Doesn't this mean that one of them must be 1? And therefore the other is a prime because it is only written as 1*c (or 1*b).

 

[Dick]

Doesn't this mean that one of them must be 1?

No. a isn't prime. So it's composite. So a=b*c where b and c are greater than 1. If they are not 1 and they are not in S, then what does the definition of S say about them?

 

[scottstapp]

No. a isn't prime. So it's composite. So a=b*c where b and c are greater than 1. If they are not 1 and they are not in S, then what does the definition of S say about them?

By being integers greater than 1 and not in S, this says that a and b are integers that are divisible by a prime.

 

[Dick]

Yes. Ok, so if b and c are divisible by primes what about a?

 

[scottstapp]

Yes. Ok, so if b and c are divisible by primes what about a?

Because bc divides a and a prime divides bc, then a prime divides a. Therefore a contradiction is reached.

 

[Dick]

Because bc divides a and a prime divides bc, then a prime divides a. Therefore a contradiction is reached.

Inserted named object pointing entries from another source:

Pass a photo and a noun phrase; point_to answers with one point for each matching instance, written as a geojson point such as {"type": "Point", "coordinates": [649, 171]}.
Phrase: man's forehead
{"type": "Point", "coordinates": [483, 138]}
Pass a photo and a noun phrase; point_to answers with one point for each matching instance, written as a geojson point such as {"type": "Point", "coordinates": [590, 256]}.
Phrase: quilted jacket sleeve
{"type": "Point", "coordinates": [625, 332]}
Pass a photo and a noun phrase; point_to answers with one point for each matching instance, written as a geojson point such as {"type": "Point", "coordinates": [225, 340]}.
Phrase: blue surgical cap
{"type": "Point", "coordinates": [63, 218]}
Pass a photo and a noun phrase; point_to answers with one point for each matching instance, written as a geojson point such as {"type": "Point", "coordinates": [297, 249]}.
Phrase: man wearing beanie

Exactly. So S must be empty.

 

[scottstapp]

Thanks so much Dick. I figured I would attach my formal proof just in case of any errors.

Proof by Contradiction:
1. Let S={x:x is an integer, x>1, x is not divisible by any prime}, assume S is nonempty.
2. Let a be the smallest integer greater than 1 that is not divisible by a prime, therefore it is the smallest integer in S.
3. a is composite so there exist integers b and c such that a=bc where b>1 and c>1
4. From (2) we know that a is the smallest integer in S therefore b and c are not in set S.
5. From (3), because b and c are greater than 1 and not in S, they must be divisible by a prime.
6. Therefore, bc|a, prime|bc, so prime|a and a contradiction is reached because S is empty.

 

[Dick]

You forgot to say that because a=b*c and b>1, and c>1 then b<a and c<a to justify your step 4. But other than that, it looks fine.